W obu liniach przodków państwa Anny i Wojciecha Dziembowskich tradycja naukowa i akademicka sięgają epoki zaborów, kiedy rodziny, należąc do stanu ziemiańskiego, zaczęły dzielić życie między dwór i miasto, a ich ambitni oraz aktywni młodzi przedstawiciele zdobywali wyższe wykształcenie oraz stopnie naukowe. Nieodwracalną cezurę wykreśliła historia, pozbawiając dziedzicznych majątków dorastające po drugiej wojnie światowej pokolenie, wyznaczając los i zadania inteligentów. Wychowani na granicy epok wynieśli z domów właściwą tej warstwie śmiałość w mierzeniu sił na zamiary, ambicje, jakie zapewniają miejsce w elicie umysłowej społeczeństwa.

W pokoleniach dziadków i rodziców obojga moich rozmówców żywe były zainteresowania prawnicze, inspirowane być może przewidywaniem przyszłych potrzeb państwa, gdy odzyska niepodległość, ale także matematyczne czy szerzej, przyrodnicze, jakie miały znaleźć owocną kontynuację u potomków.

Pobliskie tropy

Dzieciństwo przyszłych małżonków Dziembowskich upłynęło w nieodległych miastach Pomorza i Pałuk. Dom rodzinny pana profesora w Żninie był liczny: rodzice, czwórka dzieci, niania, wychowująca później następne pokolenie, i dwie osoby do pomocy matce, która ciężko pracowała – jako nauczycielka języków, higienistka szkolna, pracownik pogotowia ratunkowego – żeby zarobić na ich pomoc w codziennych domowych zajęciach, w jakich nie gustowała. Religijne wychowanie było czymś oczywistym (jedyny syn służył do mszy), jak oczywisty, choć nieczęsto manifestowany, był stosunek do powojennej rzeczywistości.

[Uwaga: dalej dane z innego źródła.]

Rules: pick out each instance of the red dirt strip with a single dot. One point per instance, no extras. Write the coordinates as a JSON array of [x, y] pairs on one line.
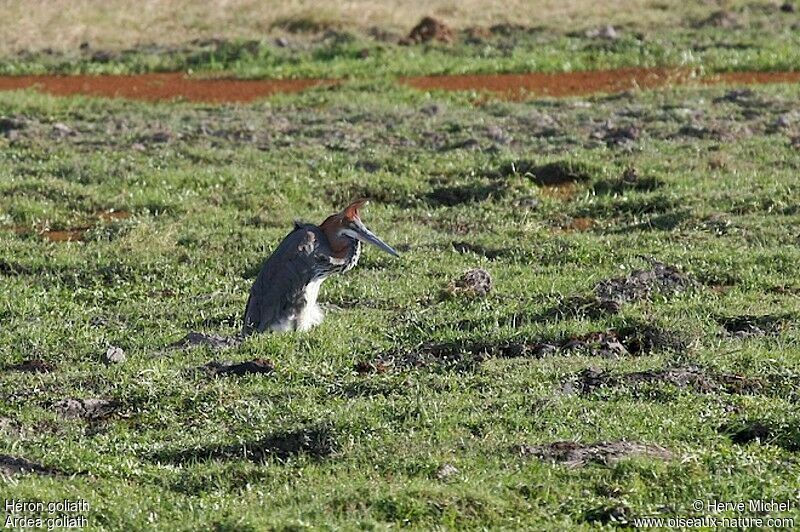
[[154, 87], [177, 86]]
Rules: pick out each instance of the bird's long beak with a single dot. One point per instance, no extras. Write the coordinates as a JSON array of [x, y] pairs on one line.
[[365, 235]]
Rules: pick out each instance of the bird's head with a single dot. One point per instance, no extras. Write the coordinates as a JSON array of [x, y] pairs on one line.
[[346, 226]]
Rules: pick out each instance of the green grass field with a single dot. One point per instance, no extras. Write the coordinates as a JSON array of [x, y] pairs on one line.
[[638, 351], [353, 427], [754, 36]]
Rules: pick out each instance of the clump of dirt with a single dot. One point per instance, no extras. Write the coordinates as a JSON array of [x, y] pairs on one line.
[[428, 29], [215, 341], [256, 366], [720, 19], [477, 34], [634, 340], [555, 174], [644, 338], [582, 307], [473, 283], [91, 409], [12, 465], [745, 432], [747, 326], [703, 381], [616, 514], [642, 284], [114, 355], [450, 196], [573, 454], [66, 235], [630, 180], [32, 366], [317, 441], [376, 366], [446, 471], [489, 253], [621, 137], [578, 224]]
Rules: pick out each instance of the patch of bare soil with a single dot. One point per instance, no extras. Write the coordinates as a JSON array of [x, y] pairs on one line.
[[630, 180], [31, 366], [477, 249], [12, 465], [214, 341], [555, 174], [642, 284], [317, 441], [90, 409], [473, 283], [428, 29], [748, 326], [610, 294], [255, 366], [519, 86], [153, 87], [453, 195], [573, 454], [746, 431], [704, 381]]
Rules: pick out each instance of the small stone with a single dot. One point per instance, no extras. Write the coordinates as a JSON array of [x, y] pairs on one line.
[[605, 32], [446, 471], [474, 282], [62, 130], [114, 355]]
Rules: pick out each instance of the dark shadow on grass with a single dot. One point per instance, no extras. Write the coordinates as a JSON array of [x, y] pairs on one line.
[[316, 441]]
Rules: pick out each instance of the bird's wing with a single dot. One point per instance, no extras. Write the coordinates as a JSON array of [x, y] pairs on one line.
[[283, 276]]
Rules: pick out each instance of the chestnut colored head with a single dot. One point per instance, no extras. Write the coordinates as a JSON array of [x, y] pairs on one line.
[[345, 228]]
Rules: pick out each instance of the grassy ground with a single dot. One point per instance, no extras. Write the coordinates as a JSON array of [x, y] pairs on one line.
[[175, 207], [293, 42], [119, 24]]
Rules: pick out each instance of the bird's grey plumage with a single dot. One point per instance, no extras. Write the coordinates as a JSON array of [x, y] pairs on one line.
[[284, 294]]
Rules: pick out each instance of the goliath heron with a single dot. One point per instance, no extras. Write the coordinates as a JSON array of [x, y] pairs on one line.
[[284, 295]]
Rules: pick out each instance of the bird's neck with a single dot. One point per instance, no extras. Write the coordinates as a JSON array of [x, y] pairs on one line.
[[340, 245]]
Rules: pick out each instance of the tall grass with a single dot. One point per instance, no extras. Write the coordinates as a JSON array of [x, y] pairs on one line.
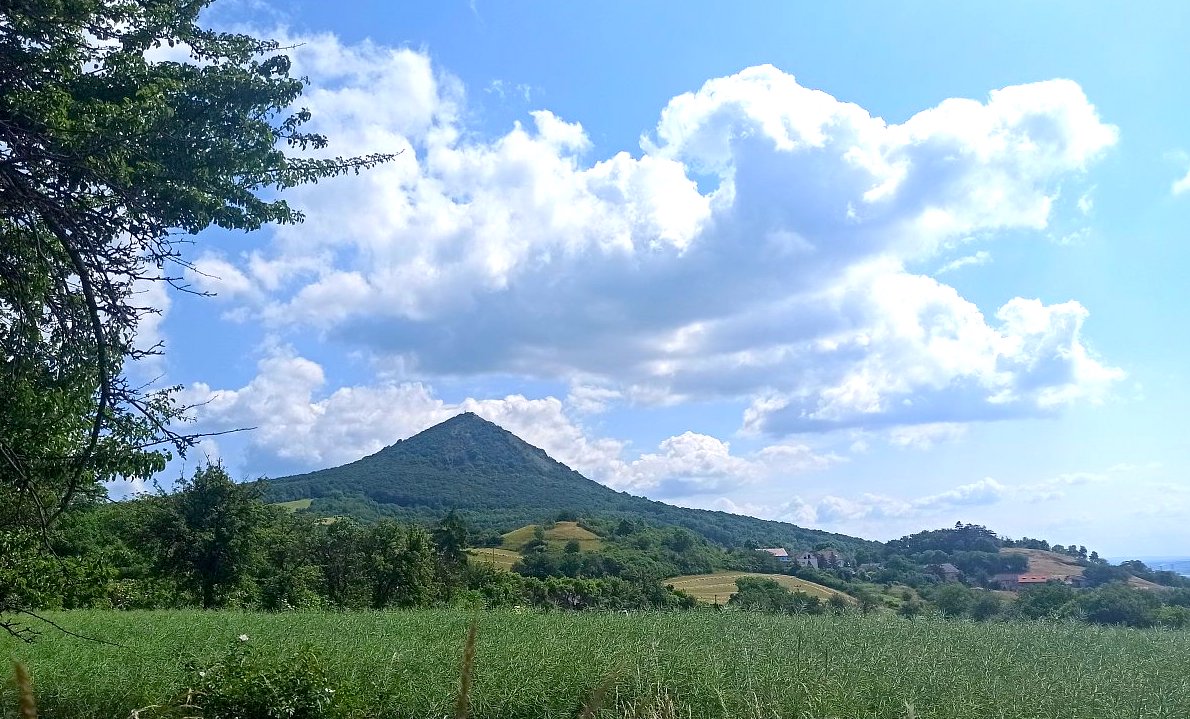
[[406, 664]]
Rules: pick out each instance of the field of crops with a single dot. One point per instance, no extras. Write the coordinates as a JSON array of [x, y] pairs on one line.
[[720, 586], [716, 664]]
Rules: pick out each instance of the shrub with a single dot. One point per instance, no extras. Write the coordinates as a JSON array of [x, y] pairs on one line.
[[245, 685]]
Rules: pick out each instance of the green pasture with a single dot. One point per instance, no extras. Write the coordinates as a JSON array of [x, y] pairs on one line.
[[721, 664]]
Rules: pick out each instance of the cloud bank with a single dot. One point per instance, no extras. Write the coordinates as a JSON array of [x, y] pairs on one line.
[[758, 248]]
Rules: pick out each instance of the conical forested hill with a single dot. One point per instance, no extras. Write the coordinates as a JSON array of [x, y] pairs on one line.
[[500, 482]]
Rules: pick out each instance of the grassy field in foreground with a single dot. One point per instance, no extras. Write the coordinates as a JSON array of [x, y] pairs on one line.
[[720, 586], [721, 664]]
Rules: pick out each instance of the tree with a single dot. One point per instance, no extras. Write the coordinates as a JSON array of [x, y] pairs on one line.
[[208, 533], [112, 152], [450, 538], [1045, 601], [952, 599]]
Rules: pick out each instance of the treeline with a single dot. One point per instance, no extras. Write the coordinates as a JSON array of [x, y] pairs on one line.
[[215, 544]]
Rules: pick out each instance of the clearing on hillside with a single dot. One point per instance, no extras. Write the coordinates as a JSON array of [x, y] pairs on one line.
[[720, 586], [1063, 566], [295, 505], [500, 558], [556, 536]]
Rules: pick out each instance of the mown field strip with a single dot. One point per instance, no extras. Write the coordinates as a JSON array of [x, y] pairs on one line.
[[718, 664], [720, 586]]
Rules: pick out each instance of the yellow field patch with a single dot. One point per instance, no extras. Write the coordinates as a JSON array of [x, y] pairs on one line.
[[294, 505], [1046, 562], [720, 586], [557, 536], [500, 558]]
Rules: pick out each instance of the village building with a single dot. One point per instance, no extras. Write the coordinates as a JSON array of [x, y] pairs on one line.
[[946, 571]]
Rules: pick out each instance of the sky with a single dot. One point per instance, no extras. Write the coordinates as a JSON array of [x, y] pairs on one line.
[[871, 268]]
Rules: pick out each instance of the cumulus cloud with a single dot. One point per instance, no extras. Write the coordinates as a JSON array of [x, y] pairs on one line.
[[1182, 185], [782, 281], [926, 436], [981, 257], [298, 426]]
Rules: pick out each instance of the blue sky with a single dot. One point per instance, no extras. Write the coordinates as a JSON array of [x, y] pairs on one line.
[[871, 268]]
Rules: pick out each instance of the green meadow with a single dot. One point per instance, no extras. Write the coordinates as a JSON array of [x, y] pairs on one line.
[[549, 664]]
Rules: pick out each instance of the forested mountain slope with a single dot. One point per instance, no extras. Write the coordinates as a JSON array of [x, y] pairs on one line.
[[500, 481]]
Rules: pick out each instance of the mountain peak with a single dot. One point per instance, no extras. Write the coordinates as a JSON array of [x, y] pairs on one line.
[[501, 481]]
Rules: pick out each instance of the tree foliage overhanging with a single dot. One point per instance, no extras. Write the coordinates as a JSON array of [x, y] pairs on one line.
[[125, 126]]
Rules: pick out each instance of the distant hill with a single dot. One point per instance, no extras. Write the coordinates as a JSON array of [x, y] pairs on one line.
[[1062, 566], [502, 482]]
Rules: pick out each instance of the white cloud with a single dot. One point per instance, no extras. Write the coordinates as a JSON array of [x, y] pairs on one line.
[[981, 257], [926, 436], [298, 426], [1182, 185], [784, 282]]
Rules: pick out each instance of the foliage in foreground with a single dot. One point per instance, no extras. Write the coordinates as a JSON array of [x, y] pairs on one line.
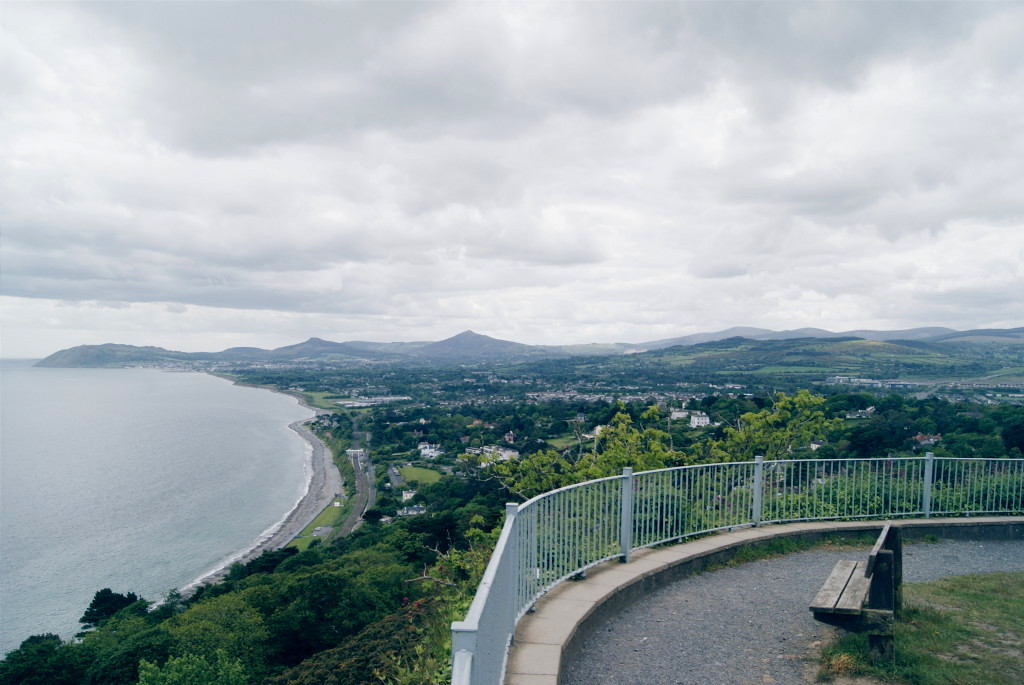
[[968, 629]]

Kiedy Wojtek w czwartej klasie szkoły podstawowej miał wygłosić wiersz ze słowami: „Marchlewski i Dzierżyński najlepsi synowie narodu polskiego…” matka napisała mu zwolnienie z lekcji z powodu choroby.

Synowi nie groziło jednak zauroczenie programową poezją, już wtedy wiedział na pewno, że kiedyś będzie studiował… astronomię. Zrobił sobie maleńki „teleskopik”, obserwował niebo. Ojciec frasował się niejasnymi perspektywami na dalsze życie i kiedy mój rozmówca na Wydziale Fizyki UW miał wybrać specjalizację astronomiczną, mawiał jaka ciekawa musi być fizyka atomowa, ale presji nie wywierał.

Wojciech Dziembowski wybrał samodzielnie spośród wielu rozmaitych ścieżek poznania, mając wobec rodzinnej tradycji zobowiązanie do zdobycia wyższego wykształcenia, nieformułowane expressis verbis, ale w jego pokoleniu już naturalne.

Z toruńskiego domu profesorskiego Anny Jaśkowskiej często wyjeżdżano do Warszawy, za którą matka tęskniła (podobnie jak matka jej przyszłego męża w Żninie), gdzie odwiedzano rodzinę i przyjaciół. Dom był katolicki, ale moja rozmówczyni nie nazywa go religijnym. Ojciec nie krył sceptycyzmu w kwestiach wiary, do kościoła chodził nieregularnie, lecz zawsze w święta.

Od dzieci wymagano przyzwoitej nauki, ale nie musiały być prymusami. „Wiadomo było, co się w szkole mówi, a czego się nie mówi”. Wiadomo było, że dzieci pójdą na studia, podejmując tropy obecne w rodzinie zanim z ziemiańskiej stała się inteligencką.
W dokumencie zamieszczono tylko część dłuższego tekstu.